Make indigenous status lookup — make

Finds indigenous status for taxa based on highest frequency of occurrence in data using make_attribute. Compared to a straight run of make_attribute, this function first attempts to find an indigenous status for a taxa based on values found in a primary data source (if supplied). Taxa with no indigenous values in the primary data source are then given an indigenous status based on all other data sources. In addition, flags and overrides indicating non-indigenous taxa can also be provided to overcome errors in the data, and the indigenous calculation can be restricted to an area of interest (aoi).

make_ind(
  df,
  taxa_col = "original_name",
  ind_col = "ind",
  taxonomy,
  max_guess = "species",
  context = "kingdom",
  remove_strings = c("n/a", "''", "NA", "^\\s*$"),
  primary_data_source = NULL,
  data_source_col = NULL,
  non_ind_terms = NULL,
  common_df = NULL,
  genus_overrides = NULL,
  species_overrides = NULL,
  use_aoi = NULL,
  df_x = "long",
  df_y = "lat",
  crs_df = 4326
)

Arguments

df: Dataframe with taxa_col and ind_col, and optionally x, y coordinate columns if use_aoi == TRUE.
taxa_col: Character name of column in df that was passed to get_taxonomy as taxa_col.
ind_col: Character name of column in df that contains the common names.
taxonomy: List resulting from call to make_taxonomy().
max_guess: Character.
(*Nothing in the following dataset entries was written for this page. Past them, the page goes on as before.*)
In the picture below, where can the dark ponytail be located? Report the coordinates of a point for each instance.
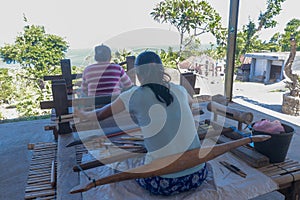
(158, 87)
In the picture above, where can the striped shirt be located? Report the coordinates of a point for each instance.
(104, 79)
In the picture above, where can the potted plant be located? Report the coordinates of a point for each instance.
(291, 99)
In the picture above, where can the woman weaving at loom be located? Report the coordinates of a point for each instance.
(163, 111)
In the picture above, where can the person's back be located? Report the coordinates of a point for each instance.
(103, 77)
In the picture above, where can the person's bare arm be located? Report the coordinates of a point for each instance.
(107, 111)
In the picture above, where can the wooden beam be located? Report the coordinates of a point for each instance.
(231, 41)
(60, 98)
(96, 101)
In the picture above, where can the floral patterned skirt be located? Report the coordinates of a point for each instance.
(170, 186)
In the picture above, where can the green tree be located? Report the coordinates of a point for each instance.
(248, 38)
(7, 87)
(292, 29)
(39, 54)
(191, 18)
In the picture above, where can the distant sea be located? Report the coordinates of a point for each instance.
(83, 57)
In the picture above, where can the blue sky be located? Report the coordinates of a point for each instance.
(85, 24)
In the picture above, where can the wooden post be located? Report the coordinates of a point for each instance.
(130, 68)
(231, 41)
(60, 99)
(67, 74)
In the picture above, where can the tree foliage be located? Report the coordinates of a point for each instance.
(39, 54)
(191, 18)
(35, 49)
(248, 38)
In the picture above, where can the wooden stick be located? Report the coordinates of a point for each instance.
(53, 174)
(108, 160)
(118, 158)
(171, 164)
(107, 135)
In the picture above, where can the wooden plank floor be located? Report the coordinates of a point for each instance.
(287, 175)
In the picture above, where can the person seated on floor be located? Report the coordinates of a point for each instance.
(163, 111)
(104, 78)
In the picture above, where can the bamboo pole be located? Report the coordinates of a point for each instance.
(171, 164)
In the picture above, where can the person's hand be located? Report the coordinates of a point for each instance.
(81, 114)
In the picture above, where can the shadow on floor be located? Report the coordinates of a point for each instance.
(274, 107)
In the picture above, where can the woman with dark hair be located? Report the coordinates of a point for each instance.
(163, 112)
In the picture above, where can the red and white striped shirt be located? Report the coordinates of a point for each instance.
(104, 79)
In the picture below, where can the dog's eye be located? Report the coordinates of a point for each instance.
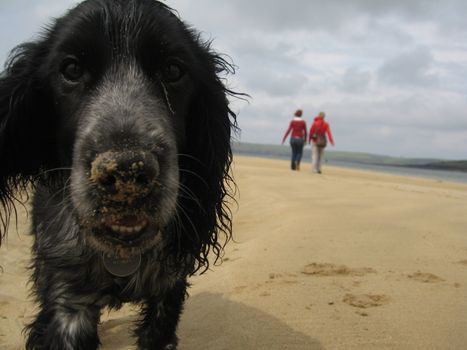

If indigenous values are not available for taxa, try guessing from values up to max_guess level of taxonomic hierarchy. See lurank. Note it does not make sense to provide a rank here that is lower than the target_rank provided to make_taxonomy when taxonomy was made.
context: Any other columns in df to maintain throughout summarising.
remove_strings: Character. Any values in ind_col to exclude.
primary_data_source: Character value from data_source_col indicating the name of the primary data source.
data_source_col: Character name of the data source column with the name of the primary data source.
non_ind_terms: Character vector of non-indigenous terms found in common names to use for applying non-indigenous status regardless of the indigenous values in the data.
common_df: Data frame containing taxa_col and 'common' field with common names for each taxa to use for applying non-indigenous status with the non_ind_terms.
genus_overrides: Character vector of known non-indigenous genera to apply non-indigenous status to all species within those genera regardless of the indigenous values in the data.
species_overrides: Character vector of known non-indigenous species to apply non-indigenous status regardless of the indigenous values in the data.
use_aoi: sf. Name of sf object for filtering data for indigenous status generation using envClean::filter_geo_range.
df_x: Character. Name of column with x coordinate.
df_y: Character. Name of column with y coordinate.
crs_df: Anything that will return a legitimate crs when passed to the crs attribute of st_transform or st_as_sf.

Value

Dataframe with one row for each taxa with best guess at a common name based on the values in ind_col.